Lawyers and judges are aware of another phenomenon in their work with words. It's called a scrivener's error, the sort of careless mistake a person might make when, for example, they are composing a technical piece of legislation hundreds of pages long in the hothouse environment of a heated legislative debate. Try as you might to write the perfect brief, law, or opinion, errors occur.
Those who participated in drafting Obamacare contend the four words were left in the bill in error. Not so, exclaim opponents of the health-care plan. The bill contains within it the seeds of its own destruction. Of course, Congress intended to establish a health-care plan destined to fail, to collapse, to deprive some 80 percent of the folks it was intended to serve of health-care coverage.
Watching the debate makes me yearn for tar and feathers. It is a disingenuous, dishonest argument waged by desperados given to penning such swill as "Obamacare violates God's law." (Yes, Cardinal Sean O'Malley, archbishop of Boston, I am referring to you -- get thee to a monastery.)
I was no fan of Obamacare when it was passed, and I am plenty uncomfortable with the government's mandating what I must purchase from private health insurers. I would have much preferred a single-payer system, with expanded Medicare coverage made available to all Americans and paid for by general tax revenue.
Oh, I'm a socialist, or -- gasp! -- a communist, you utter.
Grow up. We're all members of the same society, we all live in the same community. In a land of affluence it is criminal that some folks go without health care. That's the beginning and the end of that debate. If you want to go live in the state of nature, an island unto yourself, go stake your claim to some abandoned turf in Somalia, or some other failed state.
That the United States Supreme Court decided to hear the case of King v. Burwell is deeply disturbing. Will the court overturn a health-care plan upon which millions depend because of poor editing of a compromise bill? I hope the court has more sense than that.
But, of course, I fear it lacks such sense.

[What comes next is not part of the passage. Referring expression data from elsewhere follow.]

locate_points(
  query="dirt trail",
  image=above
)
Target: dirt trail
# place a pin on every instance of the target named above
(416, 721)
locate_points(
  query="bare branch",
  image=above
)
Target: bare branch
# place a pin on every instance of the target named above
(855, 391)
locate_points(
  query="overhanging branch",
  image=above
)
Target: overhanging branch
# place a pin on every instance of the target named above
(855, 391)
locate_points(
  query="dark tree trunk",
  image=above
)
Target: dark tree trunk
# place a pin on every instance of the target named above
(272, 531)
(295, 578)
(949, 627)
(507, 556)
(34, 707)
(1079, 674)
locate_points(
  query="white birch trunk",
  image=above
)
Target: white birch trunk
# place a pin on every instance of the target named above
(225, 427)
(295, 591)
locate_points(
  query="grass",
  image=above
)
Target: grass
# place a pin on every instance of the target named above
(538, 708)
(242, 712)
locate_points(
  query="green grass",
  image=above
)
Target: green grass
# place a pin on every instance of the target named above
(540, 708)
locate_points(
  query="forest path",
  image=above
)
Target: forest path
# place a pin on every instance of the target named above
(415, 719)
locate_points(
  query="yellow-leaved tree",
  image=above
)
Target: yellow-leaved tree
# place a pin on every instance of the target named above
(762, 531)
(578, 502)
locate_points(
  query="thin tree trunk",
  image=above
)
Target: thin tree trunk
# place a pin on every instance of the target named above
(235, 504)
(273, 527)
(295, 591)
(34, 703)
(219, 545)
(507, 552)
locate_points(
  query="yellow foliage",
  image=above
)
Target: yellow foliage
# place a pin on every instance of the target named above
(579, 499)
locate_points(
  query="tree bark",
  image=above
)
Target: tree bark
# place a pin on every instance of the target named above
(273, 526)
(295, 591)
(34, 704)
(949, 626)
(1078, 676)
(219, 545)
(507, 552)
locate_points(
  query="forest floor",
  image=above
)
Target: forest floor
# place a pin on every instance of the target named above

The court is a creature of politics, the justices less oracles about what is right than prisms through which individual passions and prejudices collide with neutral principles susceptible to many differing interpretations.
The court, like the country, is deeply divided. We lack common interests and a common conception of right.
I am reminded of Thomas Hobbes, who wrote in 1651, "Words are wise men's counters, they do but reckon with them; but they are the money of fools."
The folks attacking Obamacare on this strained and ridiculous theory are fools, all right. So is the Supreme Court for humoring their nonsense.